This GeForce RTX Copper Shim Mod Drastically Drops GDDR6X Temps By 46C
The GDDR6X memory used on high-end Ampere graphics cards runs at ludicrous clock rates, and as with any IC clocked to the ceiling, it gets super-hot. Well, DandyWorks was so concerned, in fact, that he decided to do something about it. Taking the card apart, he went through a painstaking process of modifying its cooling, first carefully applying insulating Kapton tape around the memory chips to protect them in the case that one of his extremely-conductive copper shims came loose.
After applying the tape, thermal paste, the shims, and then more thermal paste between the shims and the TUF GAMING card's special memory heatsink, he screwed it all back together and loaded up a stress test: Ethereum mining. Mining Ethereum is one of the most memory-specific workloads one can run on a GPU, so it makes a perfect stress test for his cooling mod.
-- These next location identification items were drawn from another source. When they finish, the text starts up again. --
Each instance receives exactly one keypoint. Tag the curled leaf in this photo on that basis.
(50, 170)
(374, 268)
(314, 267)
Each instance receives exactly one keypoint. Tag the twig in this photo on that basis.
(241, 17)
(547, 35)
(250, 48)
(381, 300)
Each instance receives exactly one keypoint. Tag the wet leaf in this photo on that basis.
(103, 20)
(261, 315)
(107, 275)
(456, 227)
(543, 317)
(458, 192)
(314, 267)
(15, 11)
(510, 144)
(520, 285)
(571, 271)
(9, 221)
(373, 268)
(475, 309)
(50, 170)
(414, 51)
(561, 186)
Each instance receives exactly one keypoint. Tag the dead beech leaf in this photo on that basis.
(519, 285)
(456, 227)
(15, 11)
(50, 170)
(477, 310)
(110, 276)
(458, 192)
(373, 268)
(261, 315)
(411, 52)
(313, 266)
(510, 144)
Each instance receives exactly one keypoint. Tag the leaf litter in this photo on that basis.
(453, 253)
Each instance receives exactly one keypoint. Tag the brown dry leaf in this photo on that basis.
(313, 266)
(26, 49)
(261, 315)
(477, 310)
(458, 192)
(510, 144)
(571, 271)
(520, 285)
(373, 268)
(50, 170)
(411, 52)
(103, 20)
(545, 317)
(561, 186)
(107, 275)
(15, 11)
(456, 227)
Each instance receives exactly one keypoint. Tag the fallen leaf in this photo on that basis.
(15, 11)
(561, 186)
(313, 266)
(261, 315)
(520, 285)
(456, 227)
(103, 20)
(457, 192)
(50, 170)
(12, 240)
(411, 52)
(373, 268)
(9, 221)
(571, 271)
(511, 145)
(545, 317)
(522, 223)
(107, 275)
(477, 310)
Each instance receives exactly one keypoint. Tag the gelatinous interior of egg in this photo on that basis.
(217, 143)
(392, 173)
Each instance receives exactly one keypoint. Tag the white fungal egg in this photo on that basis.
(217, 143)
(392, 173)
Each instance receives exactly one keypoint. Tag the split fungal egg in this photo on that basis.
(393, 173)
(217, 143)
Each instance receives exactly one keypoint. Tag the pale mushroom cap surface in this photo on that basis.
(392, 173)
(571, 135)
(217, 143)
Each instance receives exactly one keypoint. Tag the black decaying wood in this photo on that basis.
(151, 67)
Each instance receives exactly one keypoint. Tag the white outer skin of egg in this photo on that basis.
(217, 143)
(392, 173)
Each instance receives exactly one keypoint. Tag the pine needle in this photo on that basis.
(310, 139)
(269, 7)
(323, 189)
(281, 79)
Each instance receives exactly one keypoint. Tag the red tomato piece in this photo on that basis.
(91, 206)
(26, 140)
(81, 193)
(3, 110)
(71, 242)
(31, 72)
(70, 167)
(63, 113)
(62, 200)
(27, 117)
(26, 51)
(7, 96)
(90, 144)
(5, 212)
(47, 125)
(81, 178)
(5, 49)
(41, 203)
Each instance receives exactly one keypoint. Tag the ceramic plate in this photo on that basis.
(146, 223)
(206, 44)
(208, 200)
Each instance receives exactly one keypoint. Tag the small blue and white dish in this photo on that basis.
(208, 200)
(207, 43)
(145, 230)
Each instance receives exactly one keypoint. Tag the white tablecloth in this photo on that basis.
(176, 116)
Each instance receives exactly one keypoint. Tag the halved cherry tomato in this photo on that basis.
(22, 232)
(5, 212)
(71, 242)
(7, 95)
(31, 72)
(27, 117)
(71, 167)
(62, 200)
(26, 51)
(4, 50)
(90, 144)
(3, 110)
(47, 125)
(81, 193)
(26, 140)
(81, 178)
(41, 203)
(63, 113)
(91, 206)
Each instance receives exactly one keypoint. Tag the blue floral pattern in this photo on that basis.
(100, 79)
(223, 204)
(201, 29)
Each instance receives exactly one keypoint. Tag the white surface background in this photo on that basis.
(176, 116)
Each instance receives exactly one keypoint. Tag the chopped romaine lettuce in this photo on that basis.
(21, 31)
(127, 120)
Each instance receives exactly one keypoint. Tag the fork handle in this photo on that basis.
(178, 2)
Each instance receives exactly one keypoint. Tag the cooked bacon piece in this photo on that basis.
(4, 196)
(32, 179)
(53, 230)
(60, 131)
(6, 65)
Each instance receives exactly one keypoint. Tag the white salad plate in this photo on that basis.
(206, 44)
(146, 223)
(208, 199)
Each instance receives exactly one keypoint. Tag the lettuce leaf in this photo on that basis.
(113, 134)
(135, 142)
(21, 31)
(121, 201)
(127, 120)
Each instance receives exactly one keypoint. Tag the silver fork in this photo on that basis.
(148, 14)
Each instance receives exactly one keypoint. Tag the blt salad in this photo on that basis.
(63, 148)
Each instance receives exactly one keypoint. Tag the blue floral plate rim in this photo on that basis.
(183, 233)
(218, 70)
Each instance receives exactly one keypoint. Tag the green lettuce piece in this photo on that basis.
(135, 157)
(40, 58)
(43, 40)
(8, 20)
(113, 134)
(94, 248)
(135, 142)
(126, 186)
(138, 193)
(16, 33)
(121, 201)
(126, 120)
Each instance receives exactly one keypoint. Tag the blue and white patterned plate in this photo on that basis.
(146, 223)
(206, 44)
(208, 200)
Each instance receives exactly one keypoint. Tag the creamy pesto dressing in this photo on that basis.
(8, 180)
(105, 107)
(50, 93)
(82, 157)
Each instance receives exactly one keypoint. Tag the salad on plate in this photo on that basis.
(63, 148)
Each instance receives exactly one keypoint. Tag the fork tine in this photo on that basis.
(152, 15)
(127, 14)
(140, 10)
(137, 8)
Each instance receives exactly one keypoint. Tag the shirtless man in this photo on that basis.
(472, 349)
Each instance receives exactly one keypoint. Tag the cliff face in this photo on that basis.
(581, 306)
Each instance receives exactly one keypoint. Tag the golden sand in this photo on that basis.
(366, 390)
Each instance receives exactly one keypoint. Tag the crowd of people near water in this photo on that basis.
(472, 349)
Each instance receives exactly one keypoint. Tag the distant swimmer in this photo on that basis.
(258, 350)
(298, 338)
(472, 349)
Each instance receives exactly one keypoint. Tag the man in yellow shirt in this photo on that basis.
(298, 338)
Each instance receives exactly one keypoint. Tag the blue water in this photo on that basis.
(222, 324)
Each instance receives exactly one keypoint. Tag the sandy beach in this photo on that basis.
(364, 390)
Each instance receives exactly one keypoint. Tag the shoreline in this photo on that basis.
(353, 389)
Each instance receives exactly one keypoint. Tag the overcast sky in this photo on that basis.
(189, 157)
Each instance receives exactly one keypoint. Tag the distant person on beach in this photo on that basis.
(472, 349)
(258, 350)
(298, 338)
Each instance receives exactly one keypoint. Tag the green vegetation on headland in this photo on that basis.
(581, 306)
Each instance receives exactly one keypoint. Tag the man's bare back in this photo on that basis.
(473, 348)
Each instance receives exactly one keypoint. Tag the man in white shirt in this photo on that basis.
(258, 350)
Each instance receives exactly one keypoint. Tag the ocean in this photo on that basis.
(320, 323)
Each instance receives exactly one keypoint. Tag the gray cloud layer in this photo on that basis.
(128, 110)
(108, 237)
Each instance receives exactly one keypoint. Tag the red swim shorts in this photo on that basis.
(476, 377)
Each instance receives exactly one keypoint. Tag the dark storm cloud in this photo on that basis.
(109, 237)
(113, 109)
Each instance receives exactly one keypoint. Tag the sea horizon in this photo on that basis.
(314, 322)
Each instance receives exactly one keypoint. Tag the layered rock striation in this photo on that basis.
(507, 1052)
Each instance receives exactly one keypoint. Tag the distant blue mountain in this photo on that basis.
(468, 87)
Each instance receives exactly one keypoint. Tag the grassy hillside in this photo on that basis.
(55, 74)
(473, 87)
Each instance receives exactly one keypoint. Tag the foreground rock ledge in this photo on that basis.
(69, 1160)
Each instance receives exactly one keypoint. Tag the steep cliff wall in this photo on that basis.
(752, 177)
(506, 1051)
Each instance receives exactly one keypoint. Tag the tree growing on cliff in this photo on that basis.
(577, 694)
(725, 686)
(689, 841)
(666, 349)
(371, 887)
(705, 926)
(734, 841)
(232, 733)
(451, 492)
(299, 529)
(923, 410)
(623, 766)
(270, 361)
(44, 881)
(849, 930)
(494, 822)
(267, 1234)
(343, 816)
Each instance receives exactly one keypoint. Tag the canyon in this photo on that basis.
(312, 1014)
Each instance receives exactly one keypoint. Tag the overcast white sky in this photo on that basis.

As DandyWorks hopes, the results speak for themselves: while the card's memory hit 110°C almost immediately with the stock thermal pads, his modded card was still sitting pretty at 64°C even after nearly three hours of attempting to mint digital currency. That's an incredible drop in temperatures, so hats off to DandyWorks for a skillfully-executed GPU mod.
As for the practical benefits of the mod, well, they mostly have to do with extending the lifespan of the card. It's possible that DandyWorks could overclock the memory even further, but GDDR6X memory is not known to overclock particularly well—likely because NVIDIA has already pushed it to the ragged edge in the stock configuration.